EBay Inc said on Friday that private investors looking to buy Skype had agreed to settle litigation with Skype's founders, who will get a 14-percent stake in the Internet phone service in the transaction.
EBay, which is selling Skype in order to focus on its core online auction and payments business, said the group led by Silver Lake reached a settlement with Joltid and Joost, the companies of Skype founders Niklas Zennstrom and Janus Friis.
Under the agreement, Silver Lake and investors including Andreessen Horowitz and the Canada Pension Plan Investment Board (CPPIB), will together hold 56 percent of Skype and eBay will retain 30 percent.
The buyers will no longer include Index Ventures. The Skype founders had filed a lawsuit accusing Index and its partner Michelangelo Volpi of using confidential information in their bid to acquire a 65 percent stake in Skype.

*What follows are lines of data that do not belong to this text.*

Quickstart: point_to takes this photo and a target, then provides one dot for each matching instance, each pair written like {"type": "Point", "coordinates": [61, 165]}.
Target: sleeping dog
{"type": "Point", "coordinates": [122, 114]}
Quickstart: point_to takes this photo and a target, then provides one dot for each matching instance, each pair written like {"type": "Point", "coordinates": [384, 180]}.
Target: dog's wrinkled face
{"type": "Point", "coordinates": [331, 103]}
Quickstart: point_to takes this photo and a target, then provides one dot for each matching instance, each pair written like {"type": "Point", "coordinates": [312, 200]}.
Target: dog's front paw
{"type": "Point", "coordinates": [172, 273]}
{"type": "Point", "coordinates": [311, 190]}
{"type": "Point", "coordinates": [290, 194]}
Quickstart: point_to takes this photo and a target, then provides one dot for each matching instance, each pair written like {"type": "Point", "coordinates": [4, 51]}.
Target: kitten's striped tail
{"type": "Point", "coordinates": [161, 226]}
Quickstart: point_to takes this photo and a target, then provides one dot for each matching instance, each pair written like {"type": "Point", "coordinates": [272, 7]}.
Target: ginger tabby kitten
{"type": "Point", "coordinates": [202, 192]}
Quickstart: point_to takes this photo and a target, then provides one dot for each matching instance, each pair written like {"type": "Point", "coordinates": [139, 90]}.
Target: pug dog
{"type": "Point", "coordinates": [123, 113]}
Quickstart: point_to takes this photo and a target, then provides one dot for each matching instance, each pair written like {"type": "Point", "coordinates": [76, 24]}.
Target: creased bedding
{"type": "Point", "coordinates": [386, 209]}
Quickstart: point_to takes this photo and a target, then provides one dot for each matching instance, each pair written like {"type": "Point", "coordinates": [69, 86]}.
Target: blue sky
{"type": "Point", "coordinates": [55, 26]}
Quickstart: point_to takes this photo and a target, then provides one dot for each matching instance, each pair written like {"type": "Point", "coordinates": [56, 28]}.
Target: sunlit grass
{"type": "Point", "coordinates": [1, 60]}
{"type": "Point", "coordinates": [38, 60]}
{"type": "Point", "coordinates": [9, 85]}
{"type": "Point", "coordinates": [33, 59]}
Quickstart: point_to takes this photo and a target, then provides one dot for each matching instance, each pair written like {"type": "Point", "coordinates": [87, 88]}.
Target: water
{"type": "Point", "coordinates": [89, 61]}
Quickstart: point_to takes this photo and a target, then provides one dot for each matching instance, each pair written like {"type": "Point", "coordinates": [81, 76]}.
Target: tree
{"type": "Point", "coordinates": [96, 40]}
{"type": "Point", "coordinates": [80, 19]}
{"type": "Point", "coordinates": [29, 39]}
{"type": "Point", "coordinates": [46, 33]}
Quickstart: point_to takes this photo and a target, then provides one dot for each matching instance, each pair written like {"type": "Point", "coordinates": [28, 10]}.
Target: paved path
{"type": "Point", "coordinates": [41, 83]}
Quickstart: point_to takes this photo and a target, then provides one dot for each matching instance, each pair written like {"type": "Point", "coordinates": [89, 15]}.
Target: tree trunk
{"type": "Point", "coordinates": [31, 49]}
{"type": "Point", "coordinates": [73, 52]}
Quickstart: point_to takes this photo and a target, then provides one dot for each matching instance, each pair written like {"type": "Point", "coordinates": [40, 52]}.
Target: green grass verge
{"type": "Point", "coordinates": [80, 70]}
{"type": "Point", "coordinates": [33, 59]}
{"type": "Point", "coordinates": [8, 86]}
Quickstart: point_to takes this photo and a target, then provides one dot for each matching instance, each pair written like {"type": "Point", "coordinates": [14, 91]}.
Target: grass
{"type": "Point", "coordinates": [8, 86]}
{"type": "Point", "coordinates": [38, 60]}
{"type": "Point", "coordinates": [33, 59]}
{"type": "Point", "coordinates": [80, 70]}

Under the deal, eBay will get approximately $1.9 billion in cash and a note from the buyer worth $125 million. The deal values Skype at $2.75 billion and is not subject to a financing condition. It is expected to close in the fourth quarter of 2009, eBay said.
Zennstrom and Friis will contribute Joltid software and make a significant capital investment in exchange for their stake in the company.
The agreement gives Skype ownership over all software previously licensed from Joltid and ends all litigation pending against the investor group and eBay at the closing of the acquisition.
Andreessen Horowitz founder Marc Andreessen, who also founded Netscape Communications, said he sees better growth prospects for Skype as a private company, including more flexibility to make strategic investments.
We have very ambitious goals in terms of products and product strategies, Andreessen said, citing mobile as one area for growth.
The technology entrepreneur said that his firm Andreessen Horowitz would continue to work with Index Ventures on different deals and said that the firms were currently in talks about two other technology investment opportunities. He declined to be more specific.